Current therapies, such as interferon beta, aim to suppress the immune attack that de-myelinates nerve fibers. But they are only partially effective and are apt to have significant adverse side effects.

In the new study, Lairson and his colleagues decided to try a complementary approach, aimed at restoring a population of progenitor cells called oligodendrocytes. These cells normally keep the myelin sheaths of nerve fibers in good repair and in principle could fix these coatings after MS damages them. But oligodendrocyte numbers decline sharply in MS, due to a still-mysterious problem with the stem-like precursor cells that produce them. “Oligodendrocyte precursor cells (OPCs) are present during progressive phases of MS, but for unknown reasons don’t mature into functional oligodendrocytes,” Lairson said.

A 100,000-Molecule Screen

Using a sophisticated small-molecule screening laboratory that TSRI manages in conjunction with the California Institute of Regenerative Medicine and in collaboration with the California Institute for Biomedical Research (Calibr), Lairson and his team screened a library of about 100,000 diverse compounds for any that could potently induce OPCs to mature or “differentiate.”

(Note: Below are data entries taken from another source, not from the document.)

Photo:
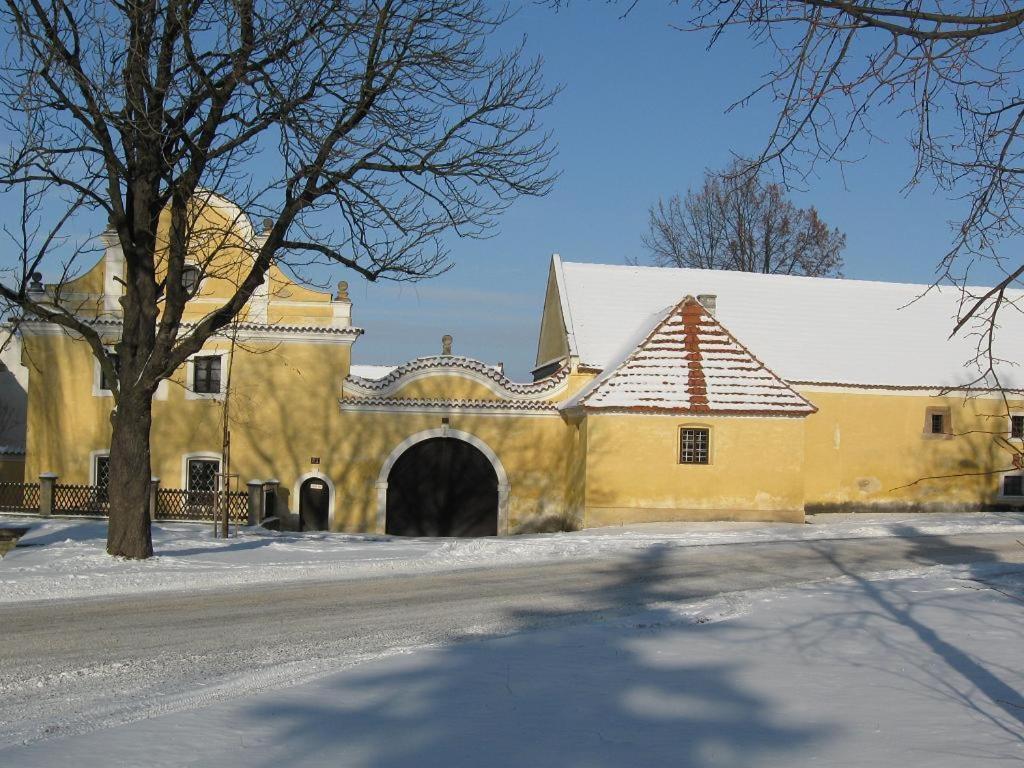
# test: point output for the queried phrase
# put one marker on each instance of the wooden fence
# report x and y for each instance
(92, 501)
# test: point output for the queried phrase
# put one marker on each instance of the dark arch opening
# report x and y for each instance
(314, 504)
(442, 486)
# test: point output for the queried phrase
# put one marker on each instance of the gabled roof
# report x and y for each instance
(492, 377)
(688, 363)
(808, 330)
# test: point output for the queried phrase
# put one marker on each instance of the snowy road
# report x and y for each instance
(72, 667)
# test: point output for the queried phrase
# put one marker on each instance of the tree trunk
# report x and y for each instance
(128, 534)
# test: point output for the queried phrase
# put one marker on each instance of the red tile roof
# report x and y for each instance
(690, 364)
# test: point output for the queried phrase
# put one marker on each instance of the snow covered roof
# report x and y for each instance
(688, 363)
(371, 372)
(808, 330)
(492, 377)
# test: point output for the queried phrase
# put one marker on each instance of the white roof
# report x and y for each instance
(688, 363)
(371, 372)
(805, 329)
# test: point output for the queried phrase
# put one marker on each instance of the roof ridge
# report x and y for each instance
(679, 338)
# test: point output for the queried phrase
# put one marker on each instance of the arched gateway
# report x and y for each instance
(440, 483)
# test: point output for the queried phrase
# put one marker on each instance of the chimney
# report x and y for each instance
(709, 301)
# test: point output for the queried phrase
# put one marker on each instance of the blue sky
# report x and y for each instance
(642, 115)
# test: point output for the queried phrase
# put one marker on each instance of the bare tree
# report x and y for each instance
(365, 130)
(741, 220)
(951, 69)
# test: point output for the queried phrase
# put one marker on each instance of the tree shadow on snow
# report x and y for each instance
(571, 695)
(904, 620)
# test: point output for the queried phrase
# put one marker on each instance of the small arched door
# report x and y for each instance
(442, 486)
(314, 504)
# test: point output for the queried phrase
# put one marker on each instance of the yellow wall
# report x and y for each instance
(866, 449)
(634, 474)
(283, 403)
(534, 451)
(11, 470)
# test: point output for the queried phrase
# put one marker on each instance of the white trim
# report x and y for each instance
(444, 410)
(304, 334)
(297, 488)
(443, 372)
(207, 455)
(504, 488)
(563, 301)
(225, 361)
(1000, 497)
(114, 272)
(894, 390)
(97, 377)
(93, 455)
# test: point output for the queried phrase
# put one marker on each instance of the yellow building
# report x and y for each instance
(658, 394)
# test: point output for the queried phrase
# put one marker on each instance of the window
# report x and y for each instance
(101, 475)
(201, 481)
(190, 278)
(206, 375)
(1013, 485)
(693, 445)
(105, 384)
(938, 423)
(203, 474)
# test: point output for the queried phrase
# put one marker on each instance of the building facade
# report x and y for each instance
(658, 394)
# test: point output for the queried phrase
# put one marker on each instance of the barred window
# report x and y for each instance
(1017, 426)
(101, 473)
(694, 445)
(206, 375)
(1013, 485)
(105, 382)
(190, 278)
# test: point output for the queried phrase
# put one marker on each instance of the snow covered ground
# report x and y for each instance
(65, 558)
(913, 669)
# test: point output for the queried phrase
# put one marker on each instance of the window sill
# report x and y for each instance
(204, 395)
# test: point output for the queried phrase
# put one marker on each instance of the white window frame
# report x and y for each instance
(199, 285)
(1010, 423)
(1004, 497)
(93, 455)
(203, 456)
(679, 444)
(190, 393)
(97, 377)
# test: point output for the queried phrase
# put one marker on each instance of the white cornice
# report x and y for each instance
(462, 368)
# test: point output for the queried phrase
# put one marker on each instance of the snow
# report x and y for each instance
(371, 372)
(804, 329)
(66, 558)
(689, 363)
(910, 669)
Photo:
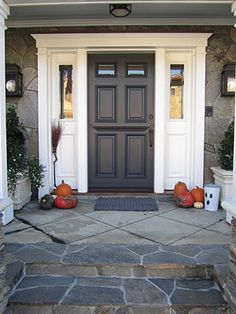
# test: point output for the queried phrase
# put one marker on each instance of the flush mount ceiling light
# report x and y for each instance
(120, 10)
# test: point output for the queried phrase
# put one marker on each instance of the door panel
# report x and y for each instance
(121, 110)
(106, 163)
(135, 156)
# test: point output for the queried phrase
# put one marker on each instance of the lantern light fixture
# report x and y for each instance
(228, 81)
(120, 10)
(13, 80)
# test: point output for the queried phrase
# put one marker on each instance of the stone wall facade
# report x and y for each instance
(3, 287)
(21, 49)
(231, 283)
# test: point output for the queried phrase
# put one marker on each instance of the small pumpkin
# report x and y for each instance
(185, 199)
(198, 194)
(66, 202)
(46, 202)
(179, 188)
(63, 189)
(198, 205)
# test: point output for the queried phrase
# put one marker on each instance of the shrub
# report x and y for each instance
(18, 165)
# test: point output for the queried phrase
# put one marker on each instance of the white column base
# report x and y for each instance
(6, 208)
(230, 208)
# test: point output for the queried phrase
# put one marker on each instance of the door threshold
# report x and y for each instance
(92, 194)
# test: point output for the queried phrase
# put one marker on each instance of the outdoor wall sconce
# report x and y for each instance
(120, 10)
(228, 82)
(13, 80)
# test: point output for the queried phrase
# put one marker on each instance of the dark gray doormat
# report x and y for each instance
(126, 204)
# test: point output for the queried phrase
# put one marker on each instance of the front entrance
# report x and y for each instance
(121, 120)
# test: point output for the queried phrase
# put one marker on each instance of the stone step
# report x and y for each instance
(63, 294)
(117, 260)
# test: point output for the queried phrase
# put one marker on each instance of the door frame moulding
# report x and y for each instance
(157, 43)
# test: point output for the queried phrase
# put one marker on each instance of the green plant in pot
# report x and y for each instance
(18, 165)
(226, 149)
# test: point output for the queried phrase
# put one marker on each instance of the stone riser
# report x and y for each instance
(114, 309)
(149, 294)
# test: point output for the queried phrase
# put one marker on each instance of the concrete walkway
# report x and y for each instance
(168, 226)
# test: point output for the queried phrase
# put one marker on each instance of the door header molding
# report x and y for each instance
(121, 40)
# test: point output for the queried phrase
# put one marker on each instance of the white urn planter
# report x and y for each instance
(224, 178)
(22, 193)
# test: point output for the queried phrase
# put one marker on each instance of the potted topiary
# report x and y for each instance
(23, 174)
(224, 173)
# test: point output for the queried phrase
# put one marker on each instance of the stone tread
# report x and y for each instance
(94, 254)
(35, 290)
(116, 278)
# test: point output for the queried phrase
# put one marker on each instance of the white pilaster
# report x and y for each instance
(199, 116)
(234, 165)
(4, 12)
(44, 118)
(82, 121)
(160, 83)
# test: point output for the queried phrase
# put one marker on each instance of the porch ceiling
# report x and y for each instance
(36, 13)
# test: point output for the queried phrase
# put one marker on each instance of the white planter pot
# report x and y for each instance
(22, 194)
(224, 178)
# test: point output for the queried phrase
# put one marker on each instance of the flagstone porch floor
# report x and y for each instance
(84, 261)
(168, 226)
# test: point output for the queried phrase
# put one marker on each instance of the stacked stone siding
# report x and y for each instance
(231, 284)
(21, 49)
(3, 288)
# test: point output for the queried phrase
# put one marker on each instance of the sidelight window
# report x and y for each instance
(66, 91)
(176, 91)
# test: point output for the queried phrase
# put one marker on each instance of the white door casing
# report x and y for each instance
(66, 166)
(178, 132)
(190, 48)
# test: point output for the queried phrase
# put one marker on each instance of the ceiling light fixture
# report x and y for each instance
(120, 10)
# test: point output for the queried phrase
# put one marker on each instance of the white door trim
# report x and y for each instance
(159, 43)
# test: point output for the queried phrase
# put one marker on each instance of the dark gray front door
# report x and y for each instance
(121, 120)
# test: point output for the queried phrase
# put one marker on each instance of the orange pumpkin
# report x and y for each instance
(180, 187)
(63, 189)
(66, 202)
(198, 194)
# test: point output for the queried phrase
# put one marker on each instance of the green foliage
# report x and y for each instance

Several compounds scored well as OPC differentiation-inducers. Most were compounds of unknown activity —but one, benztropine, had been well characterized and indeed was already FDA-approved for treating Parkinson’s disease. “That was a surprise, and it meant that we could move forward relatively quickly in testing it,” said graduate student Vishal A. Deshmukh, first author of the paper who performed most of these experiments.

With the help of Brian R. Lawson, a senior author of the paper and assistant professor of immunology at TSRI, and his colleague Research Associate Virginie Tardif, Deshmukh set up tests of benztropine in mice with an induced MS-like autoimmune disease—a model commonly used for testing prospective MS drugs.

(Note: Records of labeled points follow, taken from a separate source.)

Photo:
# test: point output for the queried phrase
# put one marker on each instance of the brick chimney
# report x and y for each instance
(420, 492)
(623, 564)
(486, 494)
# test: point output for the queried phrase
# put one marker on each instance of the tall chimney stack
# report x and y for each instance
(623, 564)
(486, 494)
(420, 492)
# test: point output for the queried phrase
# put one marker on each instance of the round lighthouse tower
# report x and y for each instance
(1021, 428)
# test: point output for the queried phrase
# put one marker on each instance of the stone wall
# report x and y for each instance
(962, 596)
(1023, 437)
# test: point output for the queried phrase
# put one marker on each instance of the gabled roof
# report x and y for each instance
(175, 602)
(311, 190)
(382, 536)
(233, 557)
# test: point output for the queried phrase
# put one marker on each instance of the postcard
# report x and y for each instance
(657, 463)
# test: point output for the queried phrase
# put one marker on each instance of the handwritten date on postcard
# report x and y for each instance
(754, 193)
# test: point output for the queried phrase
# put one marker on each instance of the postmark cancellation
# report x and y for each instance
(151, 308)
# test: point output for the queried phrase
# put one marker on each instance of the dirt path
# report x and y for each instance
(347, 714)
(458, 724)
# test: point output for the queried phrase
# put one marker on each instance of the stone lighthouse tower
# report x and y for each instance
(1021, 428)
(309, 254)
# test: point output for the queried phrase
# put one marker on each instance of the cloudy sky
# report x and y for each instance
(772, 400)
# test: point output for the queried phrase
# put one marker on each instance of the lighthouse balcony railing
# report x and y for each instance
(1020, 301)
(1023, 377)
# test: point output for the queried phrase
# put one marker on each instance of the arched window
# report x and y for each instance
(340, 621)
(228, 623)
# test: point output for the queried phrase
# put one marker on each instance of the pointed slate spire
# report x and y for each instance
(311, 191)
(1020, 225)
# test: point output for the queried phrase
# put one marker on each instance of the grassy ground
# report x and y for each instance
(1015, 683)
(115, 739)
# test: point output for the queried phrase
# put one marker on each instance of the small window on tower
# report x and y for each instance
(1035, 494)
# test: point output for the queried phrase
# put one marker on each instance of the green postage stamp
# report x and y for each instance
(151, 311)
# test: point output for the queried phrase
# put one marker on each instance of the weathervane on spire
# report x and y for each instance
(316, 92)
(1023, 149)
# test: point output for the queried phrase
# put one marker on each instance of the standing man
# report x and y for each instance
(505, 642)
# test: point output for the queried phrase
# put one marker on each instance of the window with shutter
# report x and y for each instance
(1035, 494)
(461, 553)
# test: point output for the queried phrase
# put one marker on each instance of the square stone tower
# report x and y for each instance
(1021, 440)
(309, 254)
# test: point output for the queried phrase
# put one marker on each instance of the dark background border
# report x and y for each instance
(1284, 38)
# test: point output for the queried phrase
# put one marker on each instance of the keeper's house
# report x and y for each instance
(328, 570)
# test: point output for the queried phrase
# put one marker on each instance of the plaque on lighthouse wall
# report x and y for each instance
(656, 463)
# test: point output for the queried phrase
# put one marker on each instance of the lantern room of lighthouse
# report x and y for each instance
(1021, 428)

In these tests, benztropine showed a powerful ability to prevent autoimmune disease and also was effective in treating it after symptoms had arisen—virtually eliminating the disease’s ability to relapse. Although benztropine on its own worked about as well as existing treatments, it also showed a remarkable ability to complement these existing treatments, in particular two first-line immune-suppressant therapies, interferon-beta and fingolimod.

“Adding even a suboptimal level of benztropine effectively allowed us, for example, to cut the dose of fingolimod by 90%—and achieve the same disease-modifying effect as a normal dose of fingolimod,” said Lawson. “In a clinical setting that dose-lowering could translate into a big reduction in fingolimod’s potentially serious side effects.”

In further analyses, the researchers confirmed that benztropine works against disease in this mouse model by boosting the population of mature oligodendrocytes, which in turn restore the myelin sheaths of damaged nerves—even as the immune attack continues. “The benztropine-treated mice showed no change in the usual signs of inflammation, yet their myelin was mostly intact, suggesting that it was probably being repaired as rapidly as it was being destroyed,” said Lawson.

Benztropine is known to have multiple specific effects on brain cells, including the blocking of activity at acetylcholine and histamine receptors and a boosting of activity at dopamine receptors. But Lairson and his colleagues found evidence that the drug stimulates OPCs to differentiate mainly by blocking M1 or M3 acetylcholine receptors on these cells.

In addition to setting up initial clinical trials, Lairson and his team hope to learn more about how benztropine induces OPC maturation, and how its molecular structure might be optimized for this purpose. “We’re also looking at some of the other, relatively unknown molecules that we identified in our initial screen, to see if any of those has better clinical potential than benztropine,” he said.

“This work, like our previous studies with hematopoietic and mesenchymal stem cells, illustrates the power of small molecules to control stem and precursor cells in ways that may ultimately lead to a new generation of drugs for regenerative medicine,” said Peter G. Schultz, the Scripps Family Chair Professor in the Department of Chemistry at TSRI and one of the study’s senior authors.